People who believe national security is the country’s most important issue (64 percent) also are more likely to say Black Lives Matter is too aggressive than people who select education (40 percent) or Medicare and Social Security (41 percent) as the nation’s most important issue.
African American voters are most likely to say the movement is just right—i.e., it’s neither too aggressive nor not aggressive enough (37 percent).
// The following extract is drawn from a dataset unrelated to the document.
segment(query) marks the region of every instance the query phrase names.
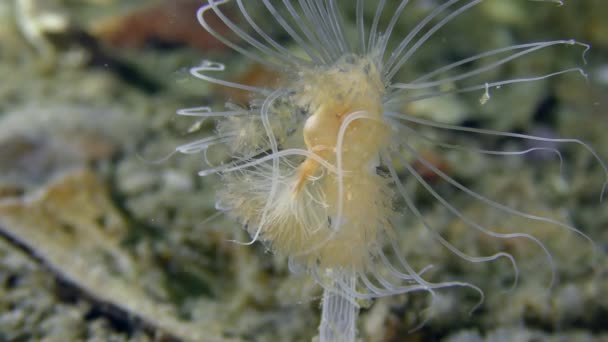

Only 21 percent say it is too aggressive, and another 23 percent say it’s not aggressive enough; 20 percent don’t know or have no opinion.
Among all registered voters, Clinton and Sanders handily beat out the Republican presidential candidates in terms of promoting racial equality, with 26 percent saying Clinton would do the most on that front and 24 percent saying Sanders would do the most. Fewer voters believe Trump (14 percent), Cruz (8 percent) or Ohio Gov. John Kasich (4 percent) will promote racial equality.
Republican men (34 percent) are far more likely than other voters to select Trump as the candidate who will do most for racial equality, well above Republican women (25 percent), tea party supporters (23 percent), independent men (15 percent), and independent women (8 percent).
Meanwhile, far more African American voters (46 percent) say Clinton will do the most on race issues, while 26 percent chose Sanders.
Overall, Bill Clinton has a slightly higher favorability rating than his wife, at 53 percent, and his back-and-forth with the protesters hasn’t hurt him there either.
Bill Clinton’s favorability rating was 51 percent a week earlier.
The polling on Black Lives Matter was conducted April 8-11 among a national sample of 2,040 registered voters, with a margin of error of plus or minus 2 percentage points. (See toplines and crosstabs.)